Варенье, кстати, на столе действительно стояло — клубничное, домашнее, с аккуратными крупными ягодами, плавающими в густом сиропе. Ксюша вертела в руках банку всё время, пока Тимур дочитывал дневник.
Сначала он, как и в прошлый раз, делал это вслух, потом понял, что больше не может, и попытался отложить тетрадь, но Людвиг сказал «Надо». Ксюша ничего не сказала, даже не посмотрела в его сторону, но почему-то сразу стало ясно: действительно надо. Кто-то же должен.
И Тимур дочитал до конца — совершенно без интонаций, как автоматическая программа по переводу текста в звук. Воспроизводил слова, даже не пытаясь вникнуть в их смысл, потому что знал: стоит увидеть за буквами реальную историю и живого человека — и голос сразу же сорвётся. В горле и так клокотало, но в этот раз не от кашля.
— Спасибо, — выдохнула Ксюша, когда он перелистнул последнюю страницу. Банка с клубникой с глухим стуком опустилась на стол. —
Тимур кивнул. До этого он действительно хотел сказать что-нибудь, но никак не мог придумать, что именно. В голову лезли только банальные фразы про то, что Надя ни в чём не виновата, что Ксюша не виновата тем более, что Ольга Степановна могла бы быть помягче с дочерью, но в тот момент, видимо, считала, что поступает правильно… а может, просто не могла по-другому, особенно после двух работ.

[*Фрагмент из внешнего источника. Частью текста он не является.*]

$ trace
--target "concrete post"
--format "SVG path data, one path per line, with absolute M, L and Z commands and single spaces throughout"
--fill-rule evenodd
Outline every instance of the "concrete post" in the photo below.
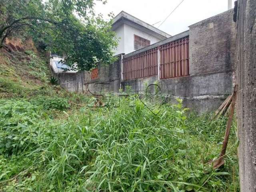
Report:
M 121 81 L 123 81 L 124 80 L 124 74 L 123 74 L 123 71 L 124 69 L 123 68 L 124 67 L 123 65 L 123 58 L 124 58 L 124 54 L 122 54 L 121 55 L 121 61 L 120 62 L 120 64 L 121 64 Z
M 232 8 L 232 0 L 228 0 L 228 10 Z
M 238 88 L 237 115 L 239 176 L 242 192 L 256 191 L 255 10 L 255 0 L 238 1 L 236 69 Z
M 158 79 L 160 80 L 160 62 L 161 61 L 161 55 L 159 47 L 157 48 L 157 76 Z

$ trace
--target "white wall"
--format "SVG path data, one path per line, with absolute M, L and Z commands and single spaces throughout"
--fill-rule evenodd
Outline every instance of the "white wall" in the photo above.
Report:
M 150 34 L 145 33 L 126 24 L 124 24 L 124 52 L 126 54 L 136 50 L 134 49 L 134 34 L 150 40 L 150 44 L 160 40 Z
M 116 51 L 115 55 L 121 53 L 127 54 L 136 50 L 134 49 L 134 34 L 150 40 L 150 44 L 160 40 L 150 34 L 125 24 L 121 25 L 114 31 L 116 32 L 117 36 L 121 38 L 119 40 L 119 43 Z
M 51 57 L 51 58 L 50 58 L 50 63 L 52 68 L 53 69 L 53 70 L 55 73 L 62 73 L 64 72 L 67 72 L 69 73 L 76 73 L 76 72 L 77 72 L 77 71 L 75 71 L 73 70 L 70 70 L 69 71 L 67 71 L 66 72 L 65 72 L 64 69 L 60 68 L 58 68 L 57 65 L 56 65 L 55 62 L 56 61 L 60 62 L 61 60 L 63 60 L 63 58 L 60 57 L 58 57 L 56 56 L 53 56 L 52 58 Z M 70 67 L 67 66 L 67 65 L 65 64 L 60 64 L 59 66 L 60 66 L 62 68 L 67 68 L 68 69 L 70 69 Z
M 118 55 L 124 52 L 124 26 L 121 25 L 114 30 L 116 32 L 116 36 L 118 39 L 118 45 L 115 51 L 115 55 Z

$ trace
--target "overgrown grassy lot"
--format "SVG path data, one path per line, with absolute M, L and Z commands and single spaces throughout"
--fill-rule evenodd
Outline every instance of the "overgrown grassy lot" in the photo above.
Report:
M 214 170 L 226 117 L 145 99 L 156 115 L 136 96 L 90 107 L 95 98 L 51 85 L 46 64 L 30 58 L 1 71 L 0 191 L 239 191 L 235 122 Z

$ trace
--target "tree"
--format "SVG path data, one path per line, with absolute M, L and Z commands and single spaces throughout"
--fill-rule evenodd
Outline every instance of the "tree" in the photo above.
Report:
M 0 0 L 0 48 L 7 37 L 23 32 L 79 70 L 111 63 L 116 39 L 110 23 L 96 16 L 94 5 L 93 0 Z

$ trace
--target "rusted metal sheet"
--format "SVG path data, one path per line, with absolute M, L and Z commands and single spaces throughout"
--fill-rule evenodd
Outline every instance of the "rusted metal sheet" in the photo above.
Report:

А вот Гаврилова хотелось стереть в порошок. Избить так, чтобы зубы во все стороны разлетелись. Выжечь на лбу строчки из дневника, чтобы видел, сука, к чему приводит его привычка использовать людей в своих целях. Менталист хренов!
— Не нужно, — повторила Ксюша, вытаскивая дневник из рук Тимура. Вытаскивалось плохо, пальцы свело от напряжения, и разжать их никак не получалось.
— Прости, я, кажется, его помял.
— Выдыхай, Тим, — велел Людвиг. — Всё будет хорошо. Мы всё починим.
— Как? Как ты собираешься это чинить?!
Тимур редко злился на других и ещё реже повышал голос, всегда пытался разобраться в причинах, рассмотреть ситуацию с разных сторон, сохранять объективность. Из-за этого в его первые годы работы в школе дети во время урока разве что на головах не ходили. А вот на руках — было дело.
Перестали, когда Тимур сказал, что он вообще-то тоже так может. И немедленно продемонстрировал.
Далеко, конечно, не ушёл, постоял у стенки пару секунд и приземлился обратно на ноги, но ребятне хватило. Может, как раз после этого у них отношения и наладились?
Или после того, как он притащил на урок кольчугу и сказал, что разрешит её померить тем, кто напишет следующую контрольную на пятёрку? Сработало, такого количества пятёрок этот класс ещё не видел. И со следующим классом тоже сработало. В общем, кольчуга потом долго в учительской лежала, не таскать же её постоянно туда-сюда, десять кило всё-таки!
Тимур не злился, даже когда кто-то эту кольчугу из учительской спёр. Только на себя — за то, что не уследил.
Но сейчас его буквально колотило от злости. От совершенно дурной бесконтрольной ярости.
— Дыши, — напомнил Людвиг. — Или, если хочешь, можешь по столу стукнуть.
— Гавриловым?
— Его здесь нет. И даже если бы был, то я не позволил бы тебе его ударить.
— Потому что он твой отец? — Тимур даже в детстве не мог понять, почему Людвиг всегда готов встать на защиту этого гада. Оказывается, ничего не изменилось. Гаврилов мог творить любую мерзость, но сын всегда оставался на его стороне.
— Не поэтому, — качнул головой Людвиг. — Просто это не наше дело: не твоё и не моё. Пусть Ксюха его бьёт, если захочет. И Надя, если вспомнит. А я прослежу, чтобы никто не вмешивался.